Canaima and Angel Falls
"Angel Falls doesn't fall — it dissolves into mist before it can reach the ground."
The approach to Canaima is by small prop plane, and for the last ten minutes of the flight I pressed my face against the scratched oval window like a child. Below us the Gran Sabana unrolled — an ancient plateau country that looks unfinished, as though the planet ran out of time before it could add the usual geography. Flat-topped tepuis rise out of the jungle like islands that have forgotten they’re supposed to be surrounded by water. The light was the particular gold of late afternoon in the tropics, and everything it touched seemed slightly unreal.
The Lagoon at Canaima
We landed on grass. That detail still surprises me when I think about it — a grass airstrip, a scatter of thatched-roof posadas, and then directly beyond them, Laguna de Canaima, which is the colour of dark tea from the tannins in the river and ringed by four waterfalls that fall wide and flat like curtains being drawn. The Pemón name for this place carries more weight than the Spanish one. Lia waded into the lagoon up to her knees on the first evening and stood there while the pink water caught the last light, not saying anything. I understood completely.
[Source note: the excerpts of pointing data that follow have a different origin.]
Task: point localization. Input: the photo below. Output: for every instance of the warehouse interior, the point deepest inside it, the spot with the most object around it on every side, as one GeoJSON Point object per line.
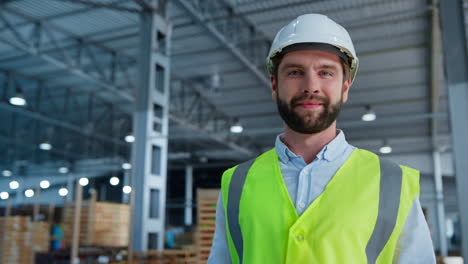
{"type": "Point", "coordinates": [138, 106]}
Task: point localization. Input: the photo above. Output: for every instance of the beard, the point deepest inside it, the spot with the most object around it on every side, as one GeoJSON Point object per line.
{"type": "Point", "coordinates": [309, 122]}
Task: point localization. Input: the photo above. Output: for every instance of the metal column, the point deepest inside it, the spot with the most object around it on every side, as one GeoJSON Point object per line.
{"type": "Point", "coordinates": [188, 194]}
{"type": "Point", "coordinates": [436, 66]}
{"type": "Point", "coordinates": [151, 127]}
{"type": "Point", "coordinates": [456, 69]}
{"type": "Point", "coordinates": [439, 191]}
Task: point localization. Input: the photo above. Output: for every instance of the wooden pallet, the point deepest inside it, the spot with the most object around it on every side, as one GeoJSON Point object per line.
{"type": "Point", "coordinates": [101, 224]}
{"type": "Point", "coordinates": [169, 256]}
{"type": "Point", "coordinates": [20, 239]}
{"type": "Point", "coordinates": [206, 216]}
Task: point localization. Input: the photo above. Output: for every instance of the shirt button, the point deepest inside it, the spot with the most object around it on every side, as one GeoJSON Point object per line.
{"type": "Point", "coordinates": [300, 237]}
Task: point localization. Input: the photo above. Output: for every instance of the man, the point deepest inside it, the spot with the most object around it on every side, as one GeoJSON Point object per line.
{"type": "Point", "coordinates": [314, 198]}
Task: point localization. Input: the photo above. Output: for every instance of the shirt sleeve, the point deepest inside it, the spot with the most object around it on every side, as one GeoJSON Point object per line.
{"type": "Point", "coordinates": [219, 253]}
{"type": "Point", "coordinates": [415, 243]}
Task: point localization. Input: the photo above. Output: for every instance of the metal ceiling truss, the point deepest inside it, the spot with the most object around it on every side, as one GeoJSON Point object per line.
{"type": "Point", "coordinates": [192, 106]}
{"type": "Point", "coordinates": [43, 36]}
{"type": "Point", "coordinates": [117, 62]}
{"type": "Point", "coordinates": [92, 125]}
{"type": "Point", "coordinates": [237, 34]}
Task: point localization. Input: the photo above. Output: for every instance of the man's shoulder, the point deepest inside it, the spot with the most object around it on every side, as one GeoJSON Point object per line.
{"type": "Point", "coordinates": [267, 155]}
{"type": "Point", "coordinates": [367, 154]}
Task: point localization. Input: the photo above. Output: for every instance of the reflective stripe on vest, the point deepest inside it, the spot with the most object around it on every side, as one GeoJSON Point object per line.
{"type": "Point", "coordinates": [235, 191]}
{"type": "Point", "coordinates": [389, 200]}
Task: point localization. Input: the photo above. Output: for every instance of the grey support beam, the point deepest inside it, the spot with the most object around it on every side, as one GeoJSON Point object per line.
{"type": "Point", "coordinates": [76, 68]}
{"type": "Point", "coordinates": [231, 35]}
{"type": "Point", "coordinates": [456, 69]}
{"type": "Point", "coordinates": [436, 63]}
{"type": "Point", "coordinates": [188, 195]}
{"type": "Point", "coordinates": [150, 126]}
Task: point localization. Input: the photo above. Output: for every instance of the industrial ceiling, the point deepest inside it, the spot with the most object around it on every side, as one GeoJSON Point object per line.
{"type": "Point", "coordinates": [76, 64]}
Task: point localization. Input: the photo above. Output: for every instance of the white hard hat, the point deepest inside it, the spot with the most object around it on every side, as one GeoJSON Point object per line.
{"type": "Point", "coordinates": [314, 28]}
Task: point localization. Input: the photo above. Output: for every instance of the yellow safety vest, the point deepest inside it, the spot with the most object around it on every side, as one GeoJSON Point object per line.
{"type": "Point", "coordinates": [357, 219]}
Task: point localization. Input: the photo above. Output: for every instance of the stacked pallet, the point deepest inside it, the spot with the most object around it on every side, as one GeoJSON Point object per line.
{"type": "Point", "coordinates": [111, 224]}
{"type": "Point", "coordinates": [40, 236]}
{"type": "Point", "coordinates": [206, 216]}
{"type": "Point", "coordinates": [20, 238]}
{"type": "Point", "coordinates": [101, 224]}
{"type": "Point", "coordinates": [169, 256]}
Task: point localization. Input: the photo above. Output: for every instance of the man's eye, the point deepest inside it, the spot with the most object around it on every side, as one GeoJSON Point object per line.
{"type": "Point", "coordinates": [325, 73]}
{"type": "Point", "coordinates": [294, 73]}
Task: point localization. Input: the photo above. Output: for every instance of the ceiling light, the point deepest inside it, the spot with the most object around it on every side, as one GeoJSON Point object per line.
{"type": "Point", "coordinates": [127, 189]}
{"type": "Point", "coordinates": [130, 138]}
{"type": "Point", "coordinates": [45, 146]}
{"type": "Point", "coordinates": [44, 184]}
{"type": "Point", "coordinates": [236, 127]}
{"type": "Point", "coordinates": [63, 192]}
{"type": "Point", "coordinates": [4, 195]}
{"type": "Point", "coordinates": [385, 149]}
{"type": "Point", "coordinates": [83, 181]}
{"type": "Point", "coordinates": [18, 100]}
{"type": "Point", "coordinates": [126, 166]}
{"type": "Point", "coordinates": [114, 181]}
{"type": "Point", "coordinates": [63, 169]}
{"type": "Point", "coordinates": [29, 193]}
{"type": "Point", "coordinates": [14, 185]}
{"type": "Point", "coordinates": [369, 115]}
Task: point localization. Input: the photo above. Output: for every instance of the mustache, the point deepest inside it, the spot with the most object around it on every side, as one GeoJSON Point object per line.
{"type": "Point", "coordinates": [303, 97]}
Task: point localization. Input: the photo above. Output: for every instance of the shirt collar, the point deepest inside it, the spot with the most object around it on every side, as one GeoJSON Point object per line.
{"type": "Point", "coordinates": [329, 152]}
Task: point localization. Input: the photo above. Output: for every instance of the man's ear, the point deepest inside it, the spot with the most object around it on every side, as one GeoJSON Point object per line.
{"type": "Point", "coordinates": [346, 86]}
{"type": "Point", "coordinates": [274, 87]}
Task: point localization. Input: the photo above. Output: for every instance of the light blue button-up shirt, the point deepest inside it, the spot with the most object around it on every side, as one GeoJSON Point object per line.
{"type": "Point", "coordinates": [305, 182]}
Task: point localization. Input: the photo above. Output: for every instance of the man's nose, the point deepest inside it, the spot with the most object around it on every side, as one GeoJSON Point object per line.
{"type": "Point", "coordinates": [310, 85]}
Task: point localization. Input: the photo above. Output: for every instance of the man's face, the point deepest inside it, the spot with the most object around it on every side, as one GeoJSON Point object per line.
{"type": "Point", "coordinates": [309, 90]}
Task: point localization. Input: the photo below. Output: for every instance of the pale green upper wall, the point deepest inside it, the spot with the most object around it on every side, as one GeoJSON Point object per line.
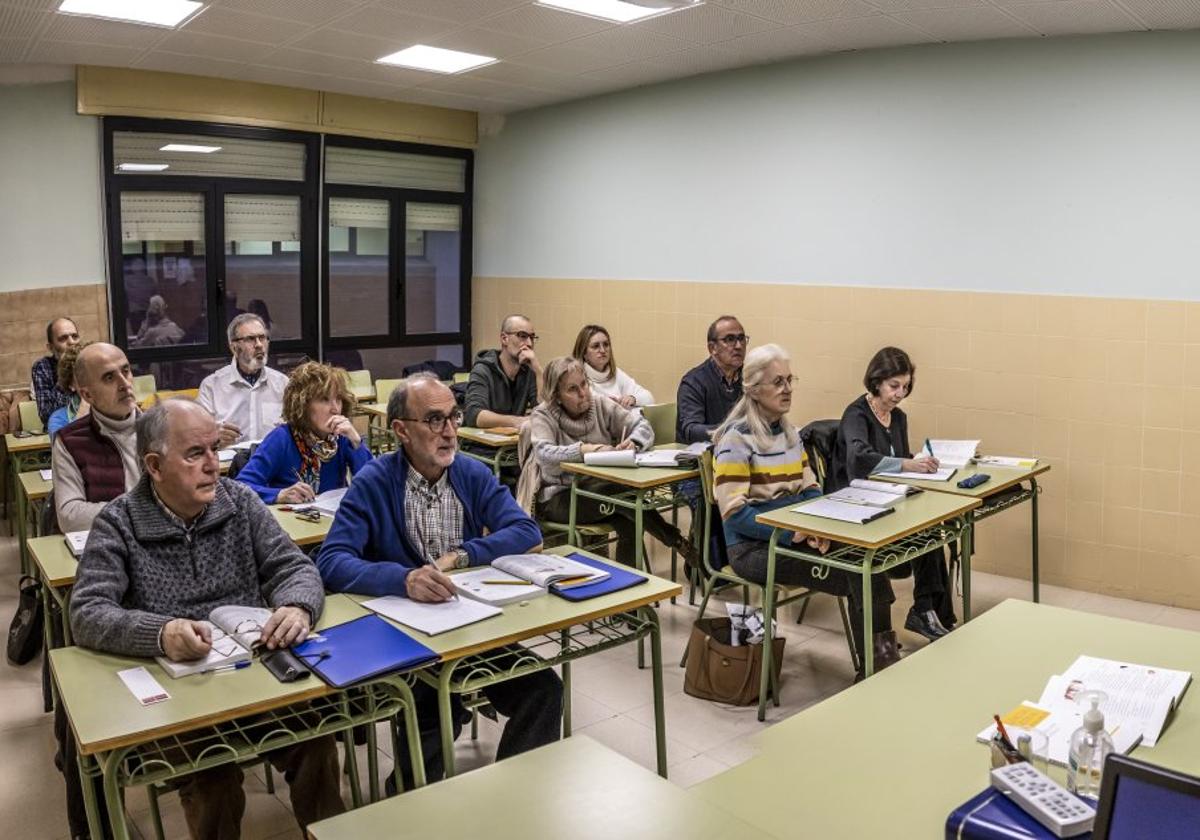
{"type": "Point", "coordinates": [51, 225]}
{"type": "Point", "coordinates": [1067, 166]}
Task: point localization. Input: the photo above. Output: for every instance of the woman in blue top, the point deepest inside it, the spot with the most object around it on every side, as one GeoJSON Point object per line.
{"type": "Point", "coordinates": [316, 445]}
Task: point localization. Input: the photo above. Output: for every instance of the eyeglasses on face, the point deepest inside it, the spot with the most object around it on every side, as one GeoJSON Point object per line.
{"type": "Point", "coordinates": [438, 421]}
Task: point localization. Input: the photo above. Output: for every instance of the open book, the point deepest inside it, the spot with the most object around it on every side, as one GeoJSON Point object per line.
{"type": "Point", "coordinates": [235, 634]}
The food at the posada was simple: cachapas stuffed with hand-pulled cheese, black beans with a ladle of sofrito, and guanábana juice so cold it made my back teeth ache. We ate at a plastic table six feet from the riverbank with the sound of the falls underneath every conversation.
Upstream to Auyán-Tepui
The journey to the falls is two days by curiara — a narrow dugout canoe with a small outboard — up the Río Churún and then the Río Carrao. The waterway narrows between walls of jungle that grow so close overhead the light turns green and submarine. What I hadn’t expected was the silence between the rapids. The engine cuts, the boatman poles, and for long stretches there is nothing but the tick of insects and the drip of water from overhanging branches.
Salto Ángel itself appeared first as a sound: a low systemic roar, felt more in the chest than heard. Then a white thread against the black cliff face, impossibly high and impossibly thin. By the time the water has fallen its full 979 metres it has come apart entirely — not a waterfall landing in a pool but a fine cool mist spreading outward across the jungle floor, arriving where we stood as something closer to weather than water. I had read this fact before the trip. Reading it and standing inside it are genuinely different experiences.
When to go: June through November, during the rainy season, when the river is high enough for canoe access and the falls are running at full volume. December through March the rivers can drop too low for the upstream journey, and the falls sometimes thin to a ghost of themselves.